In the micro-services architecture, when we persist data, sometimes we keep referenced entities ids to another micro service’s DB.
This can be considered as side effect of the architecture.
lets describe a scenario.
Service S1 has collection C1 with a referenced id to Service S2 on collection C2.
We want to find all documents that has a referenced value and get some information about them.
Cool, so lets query the data by this field.
That will work pretty well for a small collection of documents.
But what if we have embedded documents consisting referenced ids as well? we need to find them too !
We are still good with our naive query.
We live in the real world.
Collections usually have large amount of documents, naive query is likely to produce performance issues and a delay in fetching our data.
When we fetch our information, we want to get into the relevant documents only,quickly.
We can index our field and get access only to the relevant documents when querying the data.
But we have embedded documents! Mongo indexing can deal with that too.
That can solve most of our problems, but when we deal with unstructured data, its unstructured indeed.
Indexing is an idea from structured databases, therefore it expects the schema structure to be known upon indexing.
I know my structure, i’m good.
Well you might, but fetching the referring document is enough for you?
If so, you are fine, but usually we want to know some more information about the documents we just found, and that can be found on another collection in our service.
That means that we need to do another query on our fetched data (performance!).
Mapping enables us more flexibility and keeps only the data we really need within reach.
Also it enables to be less depended on strict data structure. we can have a data structure commonly used by most components in our system, and add functionality for special components that has different , or extended structure.
On each document persist, we want to store our mapping in a new collection,
By saving to new collection, we minimize the coupling and keep us micro-service oriented.
on the mapping document we save only the data we really need from service S1 among with our referenced ids from service S2.
If we need more information from another collection, this is our chance. take whatever you need and keep it aside on the mapping document.

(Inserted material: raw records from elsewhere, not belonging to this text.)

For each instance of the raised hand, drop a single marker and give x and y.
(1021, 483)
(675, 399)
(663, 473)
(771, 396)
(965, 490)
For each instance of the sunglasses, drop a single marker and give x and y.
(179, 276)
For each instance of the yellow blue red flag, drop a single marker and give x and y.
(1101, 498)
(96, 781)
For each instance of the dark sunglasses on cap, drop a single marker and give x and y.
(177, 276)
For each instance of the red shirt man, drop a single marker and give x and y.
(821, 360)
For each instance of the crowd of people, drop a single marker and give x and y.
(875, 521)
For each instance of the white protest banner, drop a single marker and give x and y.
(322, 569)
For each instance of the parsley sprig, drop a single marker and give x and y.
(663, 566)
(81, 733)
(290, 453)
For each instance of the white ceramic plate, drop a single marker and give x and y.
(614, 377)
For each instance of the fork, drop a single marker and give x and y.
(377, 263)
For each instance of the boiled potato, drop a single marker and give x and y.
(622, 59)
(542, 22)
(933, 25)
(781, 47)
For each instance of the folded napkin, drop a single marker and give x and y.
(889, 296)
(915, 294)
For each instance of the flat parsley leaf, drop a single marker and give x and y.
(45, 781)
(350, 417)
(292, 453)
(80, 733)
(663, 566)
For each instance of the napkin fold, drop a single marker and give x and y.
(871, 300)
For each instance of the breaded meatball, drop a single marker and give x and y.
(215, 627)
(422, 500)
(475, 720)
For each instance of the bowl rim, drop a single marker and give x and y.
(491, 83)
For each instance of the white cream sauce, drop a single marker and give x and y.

So when we want to query for the information, we fetch the data by the referenced ids from the mapping collection, and we have only what we need, quickly.
But we duplicate the data !
Correct, but we stay decoupled,increasing performance and availability percentage.
Ok,this is what i need, how i do it?
First we need to change our persist mechanism.
When we persist our data, we need to create additional document in the mapping collection.
In most cases our mapping logic will be the same, so we need to write it in one place where we inherit common logic.
But i have many components and inheritance structure is not consistent.
So, standardize your inheritance
or write a new module that implements this logic.
Write it once, and require it in each of your model implementations.
I used observer design pattern to solve this issue.
By this, we don’t need to refactor anything and have 100% coverage of our models, by definition.
The observer is called when a model ‘Save’ event is triggered and do all the work after model is persisted.
By this, we have a single point of logic that is always called and commonly used.
But we talked about being more flexible, right?
While most of our models will share the mapping logic, some models have special case dependencies that our common logic doesn’t handle.
In this case, after our observer logic finished inferring the dependencies, we can trigger additional functionality on the model ( if exists) and extend our ready set of dependencies.
In order to stay decoupled , I created a separated API that handles the mapping logic over a new DB collection.
Most programming languages have support of observer design pattern and some have implemented ones.